Cette fois ci, pas de scènes… pas de vêtements colorés… ni de rires tonitruants… Seulement un type quelconque, revenant de ses courses. Du moins, c'était l'impression qu'il voulait donner.
Le criminel avait confié la chauve-souris à son assistante le temps d'un détour par l'épicerie du coin, histoire de récupérer de la vraie nourriture cette fois. Harley s'était bien sûr proposée pour s'occuper de cette tâche, ce qui lui avait valu une claque sèche dans la figure en guise de refus. Le Joker avait réussi à sauver Batman de l'hémorragie, ce n'était pas pour le voir succomber à une intoxication alimentaire.
Voilà bien une heure qu'il déambulait dans le quartier, L'envie grandissante de mettre un peu d'ambiance dans ces rues maussades. Après tout, cela faisait presque une semaine qu'il n'avait pas fait parler de lui… trop occupé par son rôle de Baby bat-sitter. Il canalisait de plus en plus difficilement cette envie grandissante de se défouler pour décompresser un peu.
Le Joker s'engagea à présent dans un raccourci. L'endroit n'était pas rassurant. Un coin sombre, garni de poubelles renversées avec des bouches d'égout suintantes une odeur infecte. Après quelques mètres, il entendit dans son dos, le bruit d'une bouteille en verre roulant sur le sol, puis des ricanements.
Une voix bourrue l'interpella avec autorité.
- « Toi le Connard… file-nous tout ce que tu as, si tu ne veux pas qu'on te refasse le portrait ! »
Le bouffon se retourna lentement sur deux individus armés de crosses. Le premier type, un grand costaud à la peau sombre, portait un épais blouson matelassé. Quant à l'autre, il était d'une stature plus svelte, habillé d'un long manteau noir et d'un bonnet de la même couleur.

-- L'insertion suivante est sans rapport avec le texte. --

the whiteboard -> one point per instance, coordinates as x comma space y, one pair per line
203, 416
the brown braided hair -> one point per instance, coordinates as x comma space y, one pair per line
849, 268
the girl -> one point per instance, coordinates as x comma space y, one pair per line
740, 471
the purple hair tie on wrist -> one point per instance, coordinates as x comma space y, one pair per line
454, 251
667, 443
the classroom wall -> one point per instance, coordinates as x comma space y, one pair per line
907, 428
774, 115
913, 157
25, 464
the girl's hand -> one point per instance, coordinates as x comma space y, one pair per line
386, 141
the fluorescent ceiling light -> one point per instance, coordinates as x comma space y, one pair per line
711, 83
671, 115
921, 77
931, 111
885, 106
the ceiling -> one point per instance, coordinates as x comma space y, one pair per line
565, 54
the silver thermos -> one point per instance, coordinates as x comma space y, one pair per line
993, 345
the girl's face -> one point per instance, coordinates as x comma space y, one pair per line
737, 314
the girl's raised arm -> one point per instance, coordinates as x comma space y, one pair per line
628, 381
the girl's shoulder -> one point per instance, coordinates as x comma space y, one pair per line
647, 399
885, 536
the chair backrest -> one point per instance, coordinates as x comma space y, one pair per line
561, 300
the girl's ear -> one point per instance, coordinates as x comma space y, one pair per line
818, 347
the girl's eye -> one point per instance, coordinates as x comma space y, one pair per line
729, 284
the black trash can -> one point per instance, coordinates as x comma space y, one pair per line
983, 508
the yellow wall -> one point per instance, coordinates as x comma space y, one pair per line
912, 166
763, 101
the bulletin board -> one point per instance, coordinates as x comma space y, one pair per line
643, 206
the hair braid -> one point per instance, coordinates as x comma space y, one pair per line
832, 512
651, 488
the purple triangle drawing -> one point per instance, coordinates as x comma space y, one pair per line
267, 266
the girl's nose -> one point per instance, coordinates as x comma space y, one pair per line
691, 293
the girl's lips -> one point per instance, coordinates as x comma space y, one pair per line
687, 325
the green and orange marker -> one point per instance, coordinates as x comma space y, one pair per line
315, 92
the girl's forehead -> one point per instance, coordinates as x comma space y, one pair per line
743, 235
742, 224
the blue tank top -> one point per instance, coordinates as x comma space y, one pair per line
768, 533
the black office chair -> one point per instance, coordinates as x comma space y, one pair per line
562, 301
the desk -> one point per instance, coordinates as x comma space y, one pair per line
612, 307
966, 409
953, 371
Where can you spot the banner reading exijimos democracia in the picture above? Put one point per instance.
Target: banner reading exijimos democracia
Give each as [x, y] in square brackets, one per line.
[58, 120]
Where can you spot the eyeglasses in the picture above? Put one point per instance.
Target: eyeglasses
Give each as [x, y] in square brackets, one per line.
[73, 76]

- « Eh bien, Messieurs, je dois dire que vous avez choisi le moment idéal pour vous en prendre à moi, j'avais bien besoin de me marrer » dit le criminel d'une voix perfide. Il posa le sac de provisions à ses pieds puis rabattit sa capuche dans son dos, découvrant son identité à ses agresseurs « Et ne vous en faites pas pour mon portrait, il a déjà eu sa retouche »
En réalisant que le prince du crime lui-même se tenait en face d'eux, les malfrats affichèrent sur leurs visages crasseux, une terreur indescriptible.
- « Merde… c'est vous Joker ? Une seconde… Attendez… ! » Implora le premier homme en s'agenouillant à ses pieds « on travaille pour vous ! Pitié… pardon… »
- « On…. On ne savait pas… » Bafouilla le second, les mains devant le visage pour se protéger.
- « Vous m'avez attaqués… » Constata le clown en inspectant ses ongles d'une moue ennuyée.
- « On vous l'a dit… nous sommes désolés… c'était une erreur ! »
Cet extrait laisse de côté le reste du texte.